Burdened by the heavy costs of reworking its airplane leases and contracts, United Airlines reported a record $1.77 billion loss for the...

Share story

Burdened by the heavy costs of reworking its airplane leases and contracts, United Airlines reported a record $1.77 billion loss for the third quarter Monday to run its overall losses from nearly three years in bankruptcy to $9 billion.

United maintained that the huge charges are normal for a company nearing the end of a bankruptcy overhaul and pointed to a $165 million operating profit as evidence its restructuring is paying off.

“We have largely completed United’s restructuring work and we are on schedule to emerge from Chapter 11 in early February as we have announced,” Chief Executive Glenn Tilton told employees in a recorded message.

Even so, it was the company’s 21st straight quarter in the red, and the loss topped its previous record deficit of $1.47 billion for the fourth quarter of 2002, when it filed for bankruptcy.

Despite the continuing losses, analysts say the nation’s No. 2 airline has largely accomplished what it needed to do in bankruptcy.

The net loss for the July-through-September period amounted to $15.26 a share and compared with a loss of $274 million, or $2.38 a share, a year earlier.

Operating revenue rose to $4.7 billion from $4.3 billion.

Excluding the total of $1.8 billion in restructuring costs for the period, United said it would have had a net profit of $68 million. Operating earnings were $245 million better than the result from the third quarter of 2004.

The company said it spent $405 million more on fuel in the fall quarter than a year earlier or the result would have been even better.

The lease-restructuring costs made United’s net loss by far the largest of any U.S. airline to report third-quarter results, exceeding Northwest Airlines’ $475 million deficit. The parent firms of three carriers — Southwest Airlines, Alaska Airlines and Continental Airlines — all turned profits, while American Airlines had a $153 million loss.

Still to report are Delta Air Lines and US Airways. Both are to release results Nov. 9.

Valero Energy

High crude prices help double profit

Oil refiner Valero Energy on Monday reported its third-quarter profit more than doubled due mostly to high crude prices and wide refining margins. The company also said it expects to post record earnings in the last three months of the year.

Valero, the nation’s largest refiner, also announced longtime CEO Bill Greehey will step down at year-end but that he will remain chairman and active in its operations.

Profit for the three months ended Sept. 30 surged to $858 million, or $2.94 a share.

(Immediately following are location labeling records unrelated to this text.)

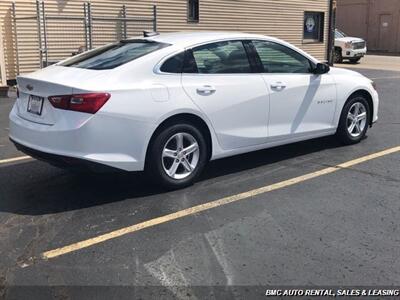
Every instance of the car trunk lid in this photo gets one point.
(35, 88)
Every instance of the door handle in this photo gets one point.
(206, 90)
(279, 86)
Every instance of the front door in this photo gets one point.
(221, 83)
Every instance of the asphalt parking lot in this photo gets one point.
(338, 228)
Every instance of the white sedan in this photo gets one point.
(169, 103)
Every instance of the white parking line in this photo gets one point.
(211, 205)
(14, 159)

That compares with $431 million, or $1.57 a share, in the same period in 2004.

Excluding a $621 million inventory charge related to its September acquisition of Premcor, Valero’s earnings were $1.3 billion, or $4.37 a share. That beat the average estimate of $4.23 a share by analysts polled by Thomson Financial.

Refining margins were $13.43 per barrel in the third quarter, nearly double what they were in the same period a year ago.

Valero shares rose $5.74 to close at $105.24 Monday. A year ago the stock was selling for about $43.

Occidental Petroleum

Premcor acquisition pumps up results

Occidental Petroleum, an oil and natural-gas exploration company, said Monday its income more than doubled in the third quarter, helped by substantial one-time gains and revenue growth of 35 percent.

For the third quarter, profit rose to $1.75 billion, or $4.25 a share, from $758 million, or $1.88 a share. Income from continuing operations was $1.74 billion, up from $759 million a year earlier.

Included is a $463 million gain resulting from Valero’s acquisition of Premcor, a $335 million tax benefit due to the reversal of tax reserves no longer required and a $98 million charge from the write-off of certain chemical plants.

Core earnings for the third quarter were $1.09 billion, or $2.69 a share, compared with $759 million, or $1.92 a share, a year ago.

Revenue rose to $4.06 billion from $3 billion, with oil and gas sales up 39 percent to $2.82 billion.

On average, analysts surveyed by Thomson Financial anticipated $2.63 a share for Los Angeles-based Occidental.

Shares of Occidental rose $1.98 to close at $78.88 Monday.